NdFI: En ce début d'année, en l'église de Saint-Rambert, un concert a été donné par Sylvain Montellier, trompettiste, et Pierre Astor, organiste, pour financer le nouvel orgue de l'église. Des oeuvres de Bach, Haëndel, Purcell et Albinoni ont été interprétées. Pour couvrir la dépense (5000 euros environ), il avait été envisagé de vendre le vieil harmonium. " Il n'était plus utilisé depuis plusieurs années et on avait trouvé preneur, nous expliquait Jean-Marie Péault, mais c'est un instrument intéressant et des voix se sont élevées, regrettant qu'on cède ce petit patrimoine".

Construit par Dumont-Lelièvre, acheté en décembre 1896 par l'abbé Signerin, bien connu des amateurs d'histoire locale, il s'agit plus précisément d'un orgue médiophone à  deux claviers et d'une hauteur de deux mètres. L'organiste a joué aussi sur cet instrument pour faire entendre au public les différences de sonorité avec l'orgue.

Orgue et harmonium : quelles différences ?

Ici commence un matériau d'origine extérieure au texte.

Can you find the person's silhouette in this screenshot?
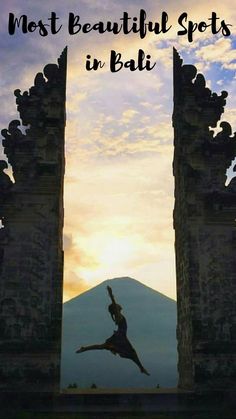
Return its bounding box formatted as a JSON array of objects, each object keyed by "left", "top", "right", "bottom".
[{"left": 76, "top": 286, "right": 150, "bottom": 375}]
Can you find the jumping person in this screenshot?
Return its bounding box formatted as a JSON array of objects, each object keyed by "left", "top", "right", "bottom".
[{"left": 76, "top": 286, "right": 150, "bottom": 375}]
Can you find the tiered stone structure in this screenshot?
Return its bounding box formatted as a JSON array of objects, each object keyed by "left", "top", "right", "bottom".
[
  {"left": 0, "top": 49, "right": 67, "bottom": 392},
  {"left": 173, "top": 50, "right": 236, "bottom": 390}
]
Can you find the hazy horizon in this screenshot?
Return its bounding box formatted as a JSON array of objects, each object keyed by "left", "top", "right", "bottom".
[{"left": 0, "top": 0, "right": 236, "bottom": 301}]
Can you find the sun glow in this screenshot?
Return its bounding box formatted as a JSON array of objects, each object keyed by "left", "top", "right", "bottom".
[{"left": 99, "top": 237, "right": 135, "bottom": 265}]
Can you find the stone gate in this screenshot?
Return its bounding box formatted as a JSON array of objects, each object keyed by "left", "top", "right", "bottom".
[
  {"left": 173, "top": 50, "right": 236, "bottom": 390},
  {"left": 0, "top": 49, "right": 67, "bottom": 392}
]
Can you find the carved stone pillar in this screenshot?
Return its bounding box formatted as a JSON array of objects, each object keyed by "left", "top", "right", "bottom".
[{"left": 173, "top": 50, "right": 236, "bottom": 390}]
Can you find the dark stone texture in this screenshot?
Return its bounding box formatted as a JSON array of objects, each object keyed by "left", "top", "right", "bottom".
[
  {"left": 173, "top": 50, "right": 236, "bottom": 390},
  {"left": 0, "top": 49, "right": 67, "bottom": 392}
]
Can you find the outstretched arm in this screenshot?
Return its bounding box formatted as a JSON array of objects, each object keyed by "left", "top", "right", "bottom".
[{"left": 107, "top": 285, "right": 116, "bottom": 304}]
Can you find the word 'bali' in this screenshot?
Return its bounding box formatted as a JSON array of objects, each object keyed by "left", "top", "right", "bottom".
[{"left": 8, "top": 9, "right": 232, "bottom": 42}]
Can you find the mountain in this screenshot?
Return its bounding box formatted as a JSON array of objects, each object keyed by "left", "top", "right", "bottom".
[{"left": 61, "top": 278, "right": 177, "bottom": 388}]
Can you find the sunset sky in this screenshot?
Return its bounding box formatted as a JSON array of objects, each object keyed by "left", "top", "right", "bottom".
[{"left": 0, "top": 0, "right": 236, "bottom": 300}]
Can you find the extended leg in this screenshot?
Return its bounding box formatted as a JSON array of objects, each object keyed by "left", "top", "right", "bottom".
[{"left": 76, "top": 343, "right": 110, "bottom": 354}]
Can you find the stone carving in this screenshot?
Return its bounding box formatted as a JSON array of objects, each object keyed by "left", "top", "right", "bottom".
[
  {"left": 173, "top": 50, "right": 236, "bottom": 390},
  {"left": 0, "top": 49, "right": 67, "bottom": 392}
]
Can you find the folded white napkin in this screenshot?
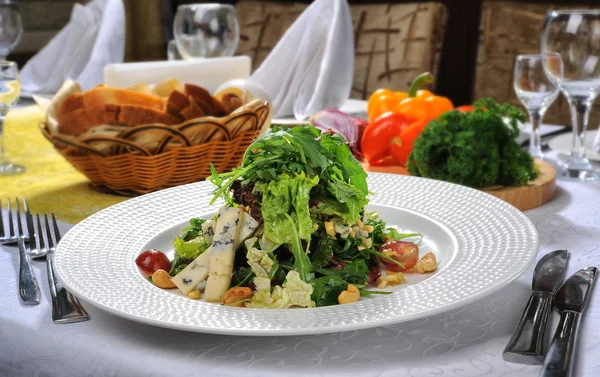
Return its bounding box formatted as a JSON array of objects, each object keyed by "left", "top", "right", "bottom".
[
  {"left": 104, "top": 56, "right": 251, "bottom": 92},
  {"left": 592, "top": 124, "right": 600, "bottom": 153},
  {"left": 21, "top": 0, "right": 125, "bottom": 94},
  {"left": 250, "top": 0, "right": 354, "bottom": 119}
]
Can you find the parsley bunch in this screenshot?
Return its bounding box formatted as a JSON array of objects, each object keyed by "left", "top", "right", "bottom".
[{"left": 407, "top": 98, "right": 537, "bottom": 188}]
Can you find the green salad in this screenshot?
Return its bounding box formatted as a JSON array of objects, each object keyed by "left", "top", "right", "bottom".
[{"left": 138, "top": 126, "right": 437, "bottom": 309}]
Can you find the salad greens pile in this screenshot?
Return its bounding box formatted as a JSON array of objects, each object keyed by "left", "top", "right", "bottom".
[
  {"left": 172, "top": 125, "right": 421, "bottom": 308},
  {"left": 211, "top": 126, "right": 369, "bottom": 222}
]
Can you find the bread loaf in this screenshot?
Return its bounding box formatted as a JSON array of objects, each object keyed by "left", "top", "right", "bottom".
[{"left": 56, "top": 82, "right": 248, "bottom": 135}]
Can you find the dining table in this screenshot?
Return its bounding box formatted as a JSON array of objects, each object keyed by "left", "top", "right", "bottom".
[{"left": 0, "top": 102, "right": 600, "bottom": 377}]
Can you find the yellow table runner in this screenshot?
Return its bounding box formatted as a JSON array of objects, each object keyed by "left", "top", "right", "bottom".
[{"left": 0, "top": 105, "right": 128, "bottom": 223}]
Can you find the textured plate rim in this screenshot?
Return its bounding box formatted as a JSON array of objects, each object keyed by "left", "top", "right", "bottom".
[{"left": 55, "top": 173, "right": 539, "bottom": 336}]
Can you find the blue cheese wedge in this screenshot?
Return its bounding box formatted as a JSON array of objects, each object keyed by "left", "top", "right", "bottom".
[
  {"left": 171, "top": 247, "right": 211, "bottom": 295},
  {"left": 204, "top": 208, "right": 258, "bottom": 302}
]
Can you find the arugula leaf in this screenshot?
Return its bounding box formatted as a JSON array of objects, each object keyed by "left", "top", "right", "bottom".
[
  {"left": 315, "top": 259, "right": 369, "bottom": 285},
  {"left": 321, "top": 134, "right": 369, "bottom": 195},
  {"left": 231, "top": 267, "right": 254, "bottom": 287},
  {"left": 310, "top": 276, "right": 348, "bottom": 306},
  {"left": 261, "top": 172, "right": 319, "bottom": 244},
  {"left": 283, "top": 213, "right": 312, "bottom": 282},
  {"left": 310, "top": 234, "right": 337, "bottom": 268}
]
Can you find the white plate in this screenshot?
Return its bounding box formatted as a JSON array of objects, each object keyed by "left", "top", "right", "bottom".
[
  {"left": 21, "top": 91, "right": 54, "bottom": 99},
  {"left": 55, "top": 174, "right": 538, "bottom": 336},
  {"left": 548, "top": 131, "right": 600, "bottom": 161}
]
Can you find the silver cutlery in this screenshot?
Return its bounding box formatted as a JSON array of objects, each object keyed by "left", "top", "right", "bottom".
[
  {"left": 502, "top": 250, "right": 569, "bottom": 365},
  {"left": 0, "top": 198, "right": 40, "bottom": 305},
  {"left": 34, "top": 214, "right": 90, "bottom": 323},
  {"left": 0, "top": 200, "right": 24, "bottom": 245},
  {"left": 540, "top": 267, "right": 596, "bottom": 377}
]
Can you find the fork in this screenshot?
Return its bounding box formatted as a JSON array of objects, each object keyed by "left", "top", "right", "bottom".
[
  {"left": 0, "top": 198, "right": 40, "bottom": 305},
  {"left": 30, "top": 213, "right": 90, "bottom": 323}
]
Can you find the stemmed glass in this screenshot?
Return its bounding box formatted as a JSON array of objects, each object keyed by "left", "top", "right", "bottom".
[
  {"left": 541, "top": 10, "right": 600, "bottom": 181},
  {"left": 514, "top": 55, "right": 558, "bottom": 165},
  {"left": 0, "top": 0, "right": 23, "bottom": 60},
  {"left": 0, "top": 61, "right": 25, "bottom": 175},
  {"left": 173, "top": 4, "right": 240, "bottom": 59}
]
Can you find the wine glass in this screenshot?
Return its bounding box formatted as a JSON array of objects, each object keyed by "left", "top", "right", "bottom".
[
  {"left": 173, "top": 4, "right": 240, "bottom": 59},
  {"left": 541, "top": 10, "right": 600, "bottom": 181},
  {"left": 167, "top": 39, "right": 182, "bottom": 60},
  {"left": 514, "top": 55, "right": 558, "bottom": 161},
  {"left": 0, "top": 61, "right": 25, "bottom": 175},
  {"left": 0, "top": 0, "right": 23, "bottom": 60}
]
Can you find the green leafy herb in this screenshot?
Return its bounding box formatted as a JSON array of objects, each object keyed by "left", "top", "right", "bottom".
[
  {"left": 310, "top": 276, "right": 348, "bottom": 306},
  {"left": 231, "top": 267, "right": 254, "bottom": 287},
  {"left": 315, "top": 259, "right": 369, "bottom": 285},
  {"left": 283, "top": 213, "right": 312, "bottom": 282},
  {"left": 310, "top": 234, "right": 337, "bottom": 268},
  {"left": 407, "top": 98, "right": 537, "bottom": 187},
  {"left": 209, "top": 126, "right": 368, "bottom": 223},
  {"left": 181, "top": 217, "right": 206, "bottom": 241}
]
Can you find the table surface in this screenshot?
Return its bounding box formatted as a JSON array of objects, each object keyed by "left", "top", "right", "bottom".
[{"left": 0, "top": 100, "right": 600, "bottom": 377}]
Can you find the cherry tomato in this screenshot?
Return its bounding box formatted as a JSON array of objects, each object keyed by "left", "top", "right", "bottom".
[
  {"left": 380, "top": 241, "right": 419, "bottom": 272},
  {"left": 135, "top": 249, "right": 171, "bottom": 276}
]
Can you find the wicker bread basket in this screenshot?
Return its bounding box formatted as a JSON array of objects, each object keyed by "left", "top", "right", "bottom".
[{"left": 40, "top": 95, "right": 271, "bottom": 195}]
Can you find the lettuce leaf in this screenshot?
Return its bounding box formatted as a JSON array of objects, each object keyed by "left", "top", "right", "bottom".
[{"left": 261, "top": 172, "right": 319, "bottom": 244}]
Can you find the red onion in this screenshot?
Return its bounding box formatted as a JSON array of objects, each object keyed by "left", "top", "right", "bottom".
[{"left": 308, "top": 108, "right": 358, "bottom": 144}]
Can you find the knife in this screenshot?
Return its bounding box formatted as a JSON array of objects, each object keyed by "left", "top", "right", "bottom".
[
  {"left": 540, "top": 267, "right": 596, "bottom": 377},
  {"left": 502, "top": 250, "right": 569, "bottom": 365}
]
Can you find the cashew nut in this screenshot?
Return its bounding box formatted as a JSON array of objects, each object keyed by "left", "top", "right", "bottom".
[
  {"left": 338, "top": 284, "right": 360, "bottom": 304},
  {"left": 188, "top": 289, "right": 200, "bottom": 300},
  {"left": 152, "top": 269, "right": 177, "bottom": 289},
  {"left": 415, "top": 251, "right": 437, "bottom": 274},
  {"left": 222, "top": 287, "right": 253, "bottom": 307}
]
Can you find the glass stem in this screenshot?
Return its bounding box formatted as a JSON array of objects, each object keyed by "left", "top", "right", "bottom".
[
  {"left": 0, "top": 113, "right": 8, "bottom": 166},
  {"left": 569, "top": 96, "right": 592, "bottom": 160},
  {"left": 529, "top": 110, "right": 544, "bottom": 158}
]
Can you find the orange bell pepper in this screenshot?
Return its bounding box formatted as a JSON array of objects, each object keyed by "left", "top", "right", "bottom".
[
  {"left": 361, "top": 72, "right": 454, "bottom": 165},
  {"left": 394, "top": 72, "right": 454, "bottom": 121}
]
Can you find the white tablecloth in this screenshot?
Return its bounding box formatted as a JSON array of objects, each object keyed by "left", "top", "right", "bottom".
[{"left": 0, "top": 151, "right": 600, "bottom": 377}]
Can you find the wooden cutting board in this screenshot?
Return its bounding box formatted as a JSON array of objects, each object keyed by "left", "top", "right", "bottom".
[{"left": 362, "top": 160, "right": 556, "bottom": 211}]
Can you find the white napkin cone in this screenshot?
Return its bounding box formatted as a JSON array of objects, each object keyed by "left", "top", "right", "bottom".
[
  {"left": 592, "top": 124, "right": 600, "bottom": 153},
  {"left": 250, "top": 0, "right": 354, "bottom": 120},
  {"left": 21, "top": 0, "right": 125, "bottom": 94}
]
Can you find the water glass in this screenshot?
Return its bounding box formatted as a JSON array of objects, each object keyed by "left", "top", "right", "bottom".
[
  {"left": 0, "top": 0, "right": 23, "bottom": 60},
  {"left": 0, "top": 61, "right": 25, "bottom": 175},
  {"left": 514, "top": 55, "right": 558, "bottom": 160},
  {"left": 541, "top": 10, "right": 600, "bottom": 181},
  {"left": 167, "top": 39, "right": 183, "bottom": 60},
  {"left": 173, "top": 4, "right": 240, "bottom": 59}
]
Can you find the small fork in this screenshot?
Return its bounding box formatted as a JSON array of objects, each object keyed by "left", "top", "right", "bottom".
[
  {"left": 0, "top": 198, "right": 40, "bottom": 305},
  {"left": 31, "top": 213, "right": 90, "bottom": 323}
]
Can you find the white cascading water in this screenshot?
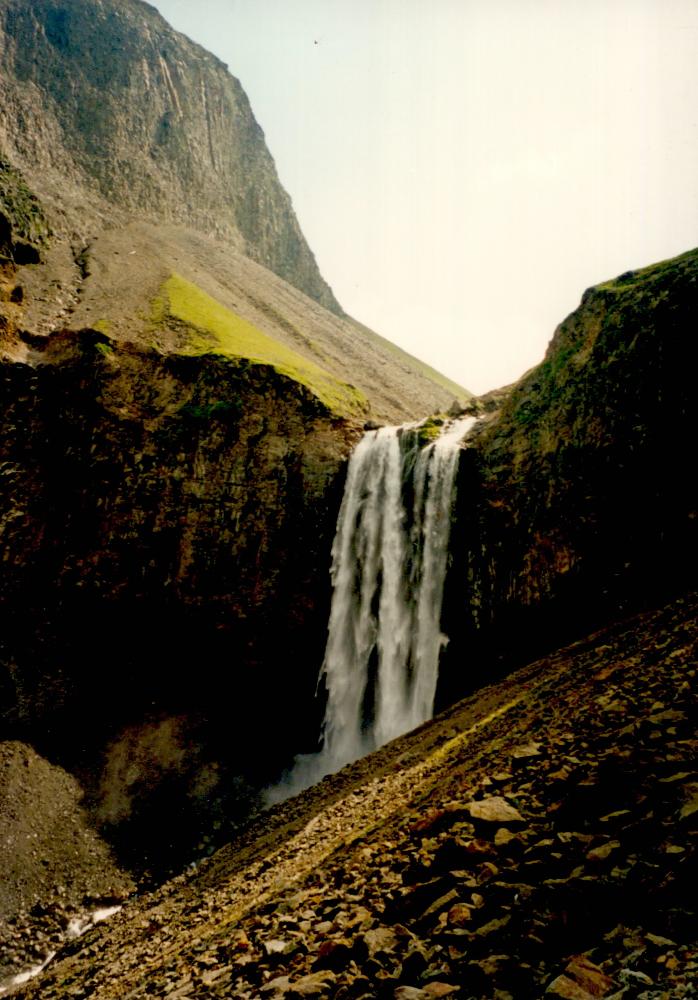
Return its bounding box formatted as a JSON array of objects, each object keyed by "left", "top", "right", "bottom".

Souvent oublié dans un coin de sacristie ou remisé au fond de l'église, l'harmonium, progressivement remplacé par l'orgue électronique à  partir des années 1970 est un instrument de collection à  redécouvrir et protéger. L'un de ses intérêts réside dans la possibilité de varier les nuances, impossible à  réaliser dans l'orgue autrement que par le biais de la " boîte expressive ".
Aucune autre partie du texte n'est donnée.